In 2003, the year when US intelligence now concludes Iran’s nuclear weapons research ended, Tehran proposed wide-ranging negotiations in a letter to the Americans probably written by Mohammed-Javad Zarif, then the UN ambassador, and Sadegh Kharrazi, then ambassador to Paris.

Iran’s formal talks with the Europeans over the nuclear program were in progress in 2003 as Tehran suspended uranium enrichment — the most sensitive part of the nuclear program — as a gesture of “good will”.

But as Europe talked to Iran — and its foreign policy chief, Javier Solana, has kept the process just about alive even today — Washington carped from the sidelines. Officials like John Bolton have trashed the process.

By the summer of 2005, Ayatollah Khamenei — who has the last word on important matters as supreme leader — lost patience in dealing with Europeans not prepared to reach an agreement without American support.
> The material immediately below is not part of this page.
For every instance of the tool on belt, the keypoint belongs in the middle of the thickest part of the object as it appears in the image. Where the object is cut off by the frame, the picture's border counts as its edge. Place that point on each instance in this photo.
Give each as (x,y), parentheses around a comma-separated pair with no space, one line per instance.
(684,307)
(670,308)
Iran resumed its nuclear work, even before Ahmadinejad had arrived in the presidential office after his landslide election victory in June; first in August 2005 with the conversion of raw uranium into feeder gases and then in January 2006, by resuming small-scale uranium enrichment. This in turn led to the US and the EU cajoling the IAEA board in February 2006 to refer Iran to the UN security council.

Today, the political momentum in Iran is with the fundamentalists, including a president who has elevated the nuclear program from an affair of state to a national and even international crusade. The letter writers of 2003, Zarif and Kharrazi, have long been displaced by president Ahmadinejad.

And the basis for confrontation remains. Even if China and Russia are more reluctant, after the NIE, to agree to further sanctions, Iran remains defiance to existing UN Security Council resolutions demanding it end uranium enrichment. Washington has given no sign it intends to ease up over this.

But for Iran to suspend enrichment now would be a colossal retreat and the NIE gives Tehran yet another reason to stand firm. Hence the situation is most likely to drift inconclusively in the Bush administration’s final year.

Gareth Smyth was the former Financial Times Tehran correspondent between 2004 and 2007.